Section purpose definitions — Abstract and Introduction
Drafted: 2026-05-13 Method: Mark's "define the section first, then make the content fit" applied to the Abstract and all Introduction subsections.
Each definition has three parts: a one-line purpose statement, the scope of what belongs in the section, and an explicit notes on what does not belong (so content has a clear home and overlaps are visible).
The heading for §1.1 is left as an open question — "About" matches W3C convention, "Understanding" matches Janina's framing in the meeting and Jeff's Notion comment. The purpose is the same either way; the choice is editorial.

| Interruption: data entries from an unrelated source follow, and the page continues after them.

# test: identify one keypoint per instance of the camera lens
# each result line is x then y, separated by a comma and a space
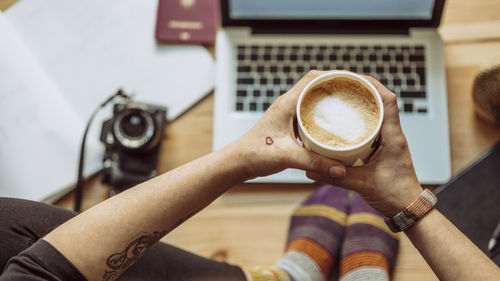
134, 128
133, 125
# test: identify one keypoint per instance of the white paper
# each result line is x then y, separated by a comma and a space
91, 48
39, 131
59, 59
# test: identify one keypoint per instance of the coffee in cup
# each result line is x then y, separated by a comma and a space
340, 114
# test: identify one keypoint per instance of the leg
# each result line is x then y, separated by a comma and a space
314, 239
23, 222
369, 248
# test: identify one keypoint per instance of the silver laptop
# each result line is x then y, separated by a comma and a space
266, 46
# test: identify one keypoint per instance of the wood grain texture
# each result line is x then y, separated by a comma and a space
248, 225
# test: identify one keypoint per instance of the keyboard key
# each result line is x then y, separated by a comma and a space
421, 74
244, 68
412, 94
245, 81
416, 58
239, 106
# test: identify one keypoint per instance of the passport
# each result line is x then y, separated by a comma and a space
187, 21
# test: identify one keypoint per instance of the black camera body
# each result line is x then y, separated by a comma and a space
132, 138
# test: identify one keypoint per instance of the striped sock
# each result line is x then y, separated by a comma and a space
369, 249
314, 238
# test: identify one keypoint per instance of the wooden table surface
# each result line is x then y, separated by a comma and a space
248, 225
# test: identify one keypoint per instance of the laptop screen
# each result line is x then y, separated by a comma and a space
332, 9
331, 15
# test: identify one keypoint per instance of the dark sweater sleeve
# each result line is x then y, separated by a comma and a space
39, 262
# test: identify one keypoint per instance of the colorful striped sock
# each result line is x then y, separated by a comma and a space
315, 235
369, 249
314, 238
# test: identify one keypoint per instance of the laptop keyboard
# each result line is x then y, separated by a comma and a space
267, 71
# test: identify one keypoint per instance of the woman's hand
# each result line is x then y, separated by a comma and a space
271, 145
388, 181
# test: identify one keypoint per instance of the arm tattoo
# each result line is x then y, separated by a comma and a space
119, 262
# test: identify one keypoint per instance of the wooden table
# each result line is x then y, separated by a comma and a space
248, 225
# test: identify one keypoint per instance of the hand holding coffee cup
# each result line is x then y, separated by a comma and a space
339, 116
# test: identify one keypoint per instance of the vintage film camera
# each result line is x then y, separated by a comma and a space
132, 138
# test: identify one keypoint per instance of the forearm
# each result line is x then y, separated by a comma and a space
112, 235
450, 254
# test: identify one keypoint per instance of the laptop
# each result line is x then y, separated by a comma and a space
266, 46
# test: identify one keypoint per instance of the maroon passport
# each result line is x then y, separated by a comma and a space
187, 21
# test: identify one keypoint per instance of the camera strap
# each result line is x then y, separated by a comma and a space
81, 161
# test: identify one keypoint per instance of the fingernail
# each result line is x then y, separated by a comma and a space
337, 171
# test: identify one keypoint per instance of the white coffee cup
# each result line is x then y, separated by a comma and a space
351, 155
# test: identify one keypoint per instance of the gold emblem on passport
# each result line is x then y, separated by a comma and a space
187, 3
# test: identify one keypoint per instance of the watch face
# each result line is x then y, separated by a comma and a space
187, 3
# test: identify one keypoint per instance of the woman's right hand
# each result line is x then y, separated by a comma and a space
387, 181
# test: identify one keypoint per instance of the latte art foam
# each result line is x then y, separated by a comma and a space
339, 113
350, 125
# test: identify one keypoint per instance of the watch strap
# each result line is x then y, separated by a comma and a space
413, 212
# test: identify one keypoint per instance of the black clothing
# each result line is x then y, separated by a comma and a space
24, 256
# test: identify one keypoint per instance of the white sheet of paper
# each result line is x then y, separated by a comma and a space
91, 48
39, 131
59, 59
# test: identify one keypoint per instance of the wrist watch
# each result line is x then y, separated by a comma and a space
413, 212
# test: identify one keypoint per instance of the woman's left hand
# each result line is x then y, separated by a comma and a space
271, 145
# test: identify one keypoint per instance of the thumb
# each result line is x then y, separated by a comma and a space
304, 159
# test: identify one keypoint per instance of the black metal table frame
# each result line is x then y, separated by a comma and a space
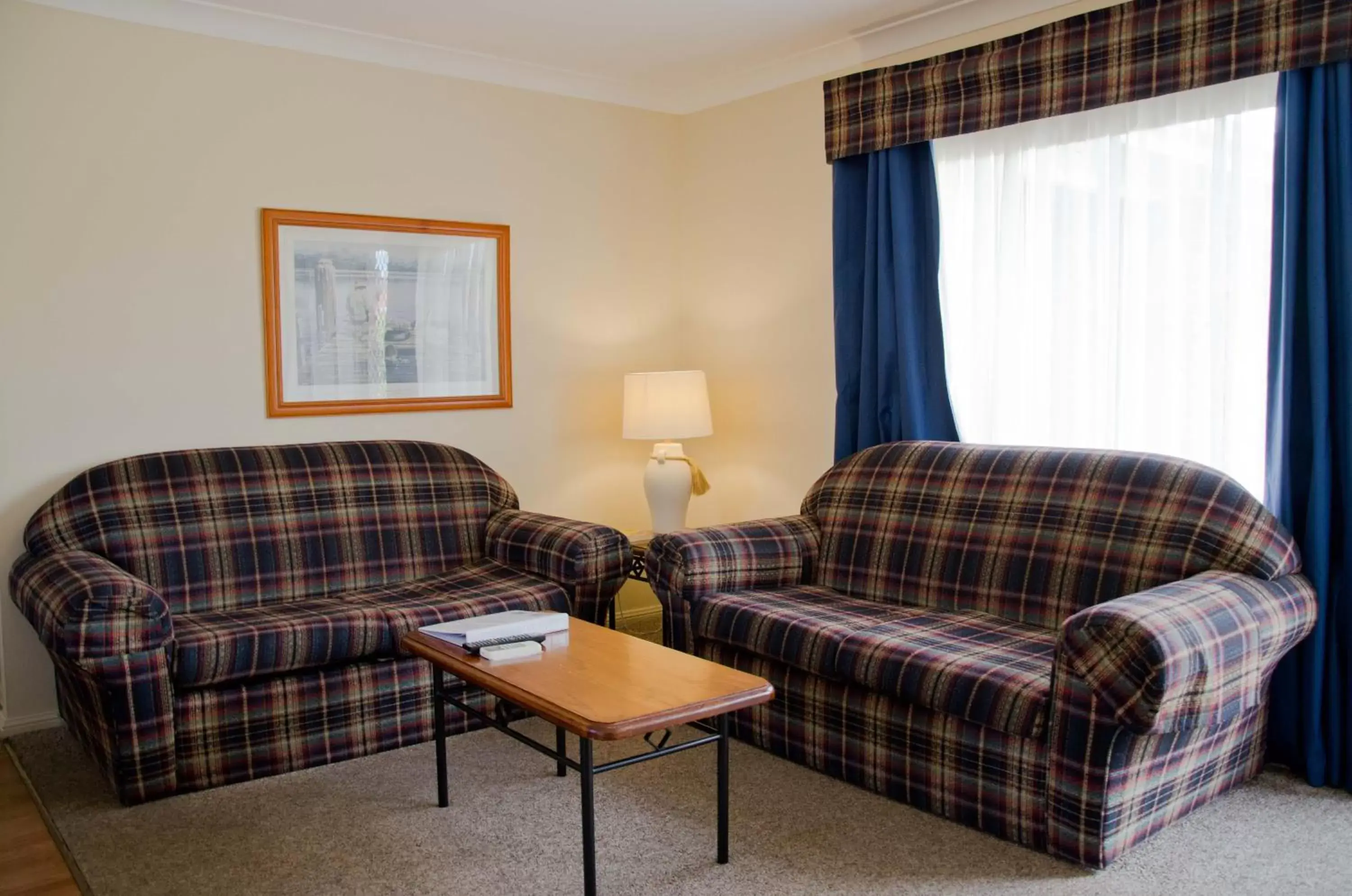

“Status of This Document” is omitted from this exercise — it is standard W3C template content (process stage, working group, patent policy, comment deadlines) filled with specifics. It carries its own conventions and isn't being considered within this revision.
Abstract
Purpose. Summarizes the document — what the AMM is, what it does at a high level, how it's organized, and what the reader will find inside. Reader-facing scope statement, document-focused per Mark's Abstract/About chart.
Scope.
- A one- to two-sentence statement of what the AMM is and what it measures (the "what" of the document).
- A brief, non-enumerated mention of how the model is organized — seven dimensions, four maturity levels — without listing the dimension or level names.
- A short note on how the framework operates at a high level (evaluation of current capabilities, identification of gaps, planning for improvement).
- A line on scalability and adaptability — that it applies to organizations of any size and may be tailored to industry and operational context, with adaptable and extensible dimensions and proof points.
- A closing line on what the document contains (dimensions, levels, sample proof points, the experimental assessment spreadsheet).
Out of scope.
- The “what’s in it for me” (WIIFM) beat — what an organization gains from maturity assessment beyond conformance. That's §1.1 About-territory.
- The conformance-vs-maturity contrast — also §1.1 About-territory. This avoids looking at what the AMM is not
- Enumeration of dimension names or level names — those are §2 territory.
- How to actually run an assessment (workflow, steps) — that's §1.2 How to Use.